I have run a Nested Logit model in R using the mlogit() package. I am now trying to measure marginal effects/elasticities and continue to run into an error. Here I have recreated the error by modifying the vignette by the package author:
data("Fishing", package = "mlogit")
Fish <- mlogit.data(Fishing, varying = c(2:9), shape = "wide", choice = "mode")
m <- mlogit(mode ~ price | income | catch, data = Fish,
nests=list(water=c("boat","charter"),
land=c("beach","pier")))
# compute a data.frame containing the mean value of the covariates in the sample
z <- with(Fish, data.frame(price = tapply(price, index(m)$alt, mean),
catch = tapply(catch, index(m)$alt, mean),
income = mean(income)))
# compute the marginal effects (the second one is an elasticity
effects(m, covariate = "income", data = z)

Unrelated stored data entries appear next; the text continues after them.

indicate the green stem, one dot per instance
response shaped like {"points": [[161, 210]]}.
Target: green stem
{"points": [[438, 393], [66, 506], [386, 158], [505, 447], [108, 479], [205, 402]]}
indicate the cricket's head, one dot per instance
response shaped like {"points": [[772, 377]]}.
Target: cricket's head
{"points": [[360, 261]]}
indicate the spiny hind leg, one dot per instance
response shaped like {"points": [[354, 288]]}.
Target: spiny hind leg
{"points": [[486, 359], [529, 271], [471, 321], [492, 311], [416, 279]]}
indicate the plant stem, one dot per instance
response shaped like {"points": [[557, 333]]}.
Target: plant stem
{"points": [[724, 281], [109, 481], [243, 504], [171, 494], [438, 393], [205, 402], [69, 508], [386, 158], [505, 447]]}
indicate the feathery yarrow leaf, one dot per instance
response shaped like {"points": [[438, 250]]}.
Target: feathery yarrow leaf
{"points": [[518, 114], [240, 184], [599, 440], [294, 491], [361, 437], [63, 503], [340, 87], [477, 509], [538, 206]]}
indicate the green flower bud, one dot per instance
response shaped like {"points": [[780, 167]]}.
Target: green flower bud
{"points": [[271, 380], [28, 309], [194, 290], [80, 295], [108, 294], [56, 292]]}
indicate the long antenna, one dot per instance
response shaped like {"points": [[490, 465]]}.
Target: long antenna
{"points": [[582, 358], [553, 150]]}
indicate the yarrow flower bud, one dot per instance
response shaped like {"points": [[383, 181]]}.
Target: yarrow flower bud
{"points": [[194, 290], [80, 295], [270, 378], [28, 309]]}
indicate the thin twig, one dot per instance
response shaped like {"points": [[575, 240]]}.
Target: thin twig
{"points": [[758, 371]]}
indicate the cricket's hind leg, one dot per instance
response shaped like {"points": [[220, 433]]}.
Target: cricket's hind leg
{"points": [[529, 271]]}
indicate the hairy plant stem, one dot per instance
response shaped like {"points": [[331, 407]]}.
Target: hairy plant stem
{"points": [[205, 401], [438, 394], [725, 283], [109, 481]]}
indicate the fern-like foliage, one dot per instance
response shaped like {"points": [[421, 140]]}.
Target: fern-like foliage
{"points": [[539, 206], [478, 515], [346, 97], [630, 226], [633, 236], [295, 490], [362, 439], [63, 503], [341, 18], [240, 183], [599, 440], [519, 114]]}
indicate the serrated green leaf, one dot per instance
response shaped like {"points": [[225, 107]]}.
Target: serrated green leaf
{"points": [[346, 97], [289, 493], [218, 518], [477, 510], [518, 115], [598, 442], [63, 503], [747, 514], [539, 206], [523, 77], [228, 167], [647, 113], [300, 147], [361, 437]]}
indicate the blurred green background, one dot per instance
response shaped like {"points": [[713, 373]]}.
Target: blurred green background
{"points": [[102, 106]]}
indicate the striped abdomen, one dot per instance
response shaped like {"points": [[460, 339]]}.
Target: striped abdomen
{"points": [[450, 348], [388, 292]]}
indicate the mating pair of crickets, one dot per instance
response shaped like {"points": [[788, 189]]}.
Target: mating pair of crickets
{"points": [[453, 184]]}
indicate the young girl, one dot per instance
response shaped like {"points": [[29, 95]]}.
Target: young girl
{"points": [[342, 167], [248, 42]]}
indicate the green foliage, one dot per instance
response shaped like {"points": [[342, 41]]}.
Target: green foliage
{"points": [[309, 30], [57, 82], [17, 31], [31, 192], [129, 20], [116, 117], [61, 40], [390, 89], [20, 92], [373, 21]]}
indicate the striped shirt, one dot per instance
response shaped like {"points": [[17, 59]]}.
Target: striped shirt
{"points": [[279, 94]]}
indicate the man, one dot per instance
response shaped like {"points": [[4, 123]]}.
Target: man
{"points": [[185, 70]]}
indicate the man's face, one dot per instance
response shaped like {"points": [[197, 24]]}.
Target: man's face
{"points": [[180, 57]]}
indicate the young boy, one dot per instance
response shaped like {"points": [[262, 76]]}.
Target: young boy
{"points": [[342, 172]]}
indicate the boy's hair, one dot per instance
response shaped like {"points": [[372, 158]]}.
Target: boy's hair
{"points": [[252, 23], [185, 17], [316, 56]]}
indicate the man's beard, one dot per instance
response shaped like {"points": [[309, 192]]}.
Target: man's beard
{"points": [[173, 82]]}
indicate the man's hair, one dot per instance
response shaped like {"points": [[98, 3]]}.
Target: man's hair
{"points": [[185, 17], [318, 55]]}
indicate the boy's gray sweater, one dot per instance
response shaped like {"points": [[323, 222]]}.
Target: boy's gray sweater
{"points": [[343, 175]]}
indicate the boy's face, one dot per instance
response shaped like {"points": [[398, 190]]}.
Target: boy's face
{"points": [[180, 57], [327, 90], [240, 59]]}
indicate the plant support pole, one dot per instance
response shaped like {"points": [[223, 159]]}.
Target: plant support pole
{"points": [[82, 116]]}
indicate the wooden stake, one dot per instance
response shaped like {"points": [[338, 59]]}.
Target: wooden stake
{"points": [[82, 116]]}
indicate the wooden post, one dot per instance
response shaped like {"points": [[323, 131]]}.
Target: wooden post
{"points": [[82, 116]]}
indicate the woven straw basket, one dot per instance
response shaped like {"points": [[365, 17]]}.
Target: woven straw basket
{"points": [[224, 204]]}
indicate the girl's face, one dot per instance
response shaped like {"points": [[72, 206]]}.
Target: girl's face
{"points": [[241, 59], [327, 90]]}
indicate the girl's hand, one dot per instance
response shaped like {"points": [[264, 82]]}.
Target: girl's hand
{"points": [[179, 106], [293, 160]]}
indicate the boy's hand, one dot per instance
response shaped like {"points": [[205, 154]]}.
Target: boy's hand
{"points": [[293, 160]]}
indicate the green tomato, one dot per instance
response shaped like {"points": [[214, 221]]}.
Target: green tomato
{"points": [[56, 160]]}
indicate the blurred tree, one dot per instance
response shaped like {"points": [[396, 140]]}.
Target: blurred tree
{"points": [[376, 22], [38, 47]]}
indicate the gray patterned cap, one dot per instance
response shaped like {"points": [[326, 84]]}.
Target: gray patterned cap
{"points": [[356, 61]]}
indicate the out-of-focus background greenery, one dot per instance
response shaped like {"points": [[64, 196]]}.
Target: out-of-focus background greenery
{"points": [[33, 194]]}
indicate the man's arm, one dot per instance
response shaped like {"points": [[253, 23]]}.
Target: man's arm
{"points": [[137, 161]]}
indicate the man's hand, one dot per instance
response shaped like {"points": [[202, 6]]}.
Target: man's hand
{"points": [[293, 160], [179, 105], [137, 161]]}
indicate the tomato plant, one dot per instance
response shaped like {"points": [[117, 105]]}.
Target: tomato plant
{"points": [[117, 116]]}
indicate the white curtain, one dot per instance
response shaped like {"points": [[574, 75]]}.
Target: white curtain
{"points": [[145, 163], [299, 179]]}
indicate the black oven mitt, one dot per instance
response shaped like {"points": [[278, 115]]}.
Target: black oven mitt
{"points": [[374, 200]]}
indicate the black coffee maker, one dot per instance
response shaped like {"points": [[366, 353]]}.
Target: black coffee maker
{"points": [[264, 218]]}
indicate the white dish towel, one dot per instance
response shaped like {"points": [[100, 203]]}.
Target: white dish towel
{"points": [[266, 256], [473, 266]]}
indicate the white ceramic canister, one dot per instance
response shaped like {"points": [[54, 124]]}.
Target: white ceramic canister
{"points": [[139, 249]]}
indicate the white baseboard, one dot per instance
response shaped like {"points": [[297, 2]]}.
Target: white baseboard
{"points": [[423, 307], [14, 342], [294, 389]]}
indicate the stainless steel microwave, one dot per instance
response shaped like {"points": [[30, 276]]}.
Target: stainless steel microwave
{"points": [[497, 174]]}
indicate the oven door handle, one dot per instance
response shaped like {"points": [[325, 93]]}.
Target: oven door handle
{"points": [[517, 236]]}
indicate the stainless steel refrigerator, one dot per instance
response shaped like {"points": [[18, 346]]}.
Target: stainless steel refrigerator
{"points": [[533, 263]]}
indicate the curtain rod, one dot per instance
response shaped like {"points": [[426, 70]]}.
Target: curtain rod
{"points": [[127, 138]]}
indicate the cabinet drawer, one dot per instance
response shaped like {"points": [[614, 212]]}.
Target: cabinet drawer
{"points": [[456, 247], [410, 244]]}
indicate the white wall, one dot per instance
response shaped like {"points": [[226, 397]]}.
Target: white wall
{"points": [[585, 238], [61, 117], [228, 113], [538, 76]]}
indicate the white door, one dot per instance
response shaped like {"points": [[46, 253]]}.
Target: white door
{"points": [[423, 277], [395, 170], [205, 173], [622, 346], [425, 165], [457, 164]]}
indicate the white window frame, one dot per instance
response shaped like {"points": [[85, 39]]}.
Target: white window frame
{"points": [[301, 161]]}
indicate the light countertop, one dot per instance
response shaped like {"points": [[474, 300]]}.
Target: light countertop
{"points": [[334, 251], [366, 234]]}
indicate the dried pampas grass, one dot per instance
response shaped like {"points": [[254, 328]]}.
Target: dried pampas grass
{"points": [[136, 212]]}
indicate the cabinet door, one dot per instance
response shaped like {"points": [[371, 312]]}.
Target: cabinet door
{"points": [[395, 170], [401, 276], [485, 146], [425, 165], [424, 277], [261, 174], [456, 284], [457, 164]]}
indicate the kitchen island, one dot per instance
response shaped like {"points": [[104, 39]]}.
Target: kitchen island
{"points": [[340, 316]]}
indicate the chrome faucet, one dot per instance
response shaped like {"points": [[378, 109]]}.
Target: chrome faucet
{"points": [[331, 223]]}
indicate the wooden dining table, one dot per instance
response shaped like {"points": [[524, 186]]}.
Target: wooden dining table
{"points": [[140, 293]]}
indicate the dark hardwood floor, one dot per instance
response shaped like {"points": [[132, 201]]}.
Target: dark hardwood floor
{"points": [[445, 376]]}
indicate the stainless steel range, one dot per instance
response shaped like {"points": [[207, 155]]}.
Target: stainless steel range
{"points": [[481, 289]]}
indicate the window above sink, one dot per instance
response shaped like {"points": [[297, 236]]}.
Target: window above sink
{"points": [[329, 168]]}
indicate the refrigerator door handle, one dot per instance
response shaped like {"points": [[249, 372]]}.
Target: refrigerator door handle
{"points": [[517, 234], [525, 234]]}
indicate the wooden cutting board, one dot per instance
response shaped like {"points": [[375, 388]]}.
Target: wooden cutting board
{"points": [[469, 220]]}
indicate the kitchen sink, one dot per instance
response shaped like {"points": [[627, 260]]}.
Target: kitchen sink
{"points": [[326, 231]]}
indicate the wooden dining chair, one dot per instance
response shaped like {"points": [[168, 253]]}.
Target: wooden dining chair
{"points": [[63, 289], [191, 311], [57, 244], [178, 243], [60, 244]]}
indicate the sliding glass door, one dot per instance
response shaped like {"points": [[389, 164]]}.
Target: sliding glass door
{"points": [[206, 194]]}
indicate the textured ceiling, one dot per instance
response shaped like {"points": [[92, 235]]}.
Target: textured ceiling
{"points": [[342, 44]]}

I get the following error:
Error in `colnames<-`(`*tmp*`, value = c("beach", "boat", "charter", "pier" :
attempt to set 'colnames' on an object with less than two dimensions
In addition: Warning message:
In cbind(Gb, Gl) :
number of rows of result is not a multiple of vector length (arg 2)
This works fine when I do not have a nested model (like a regular Multinomial Logit), and that has been covered in some previous stackoverflow questions, but something weird is happening specifically with the step of re-predicting on a changed data frame (in this case the means frame z).
Ill note that the solution here: marginal effects of mlogit in R did not help me.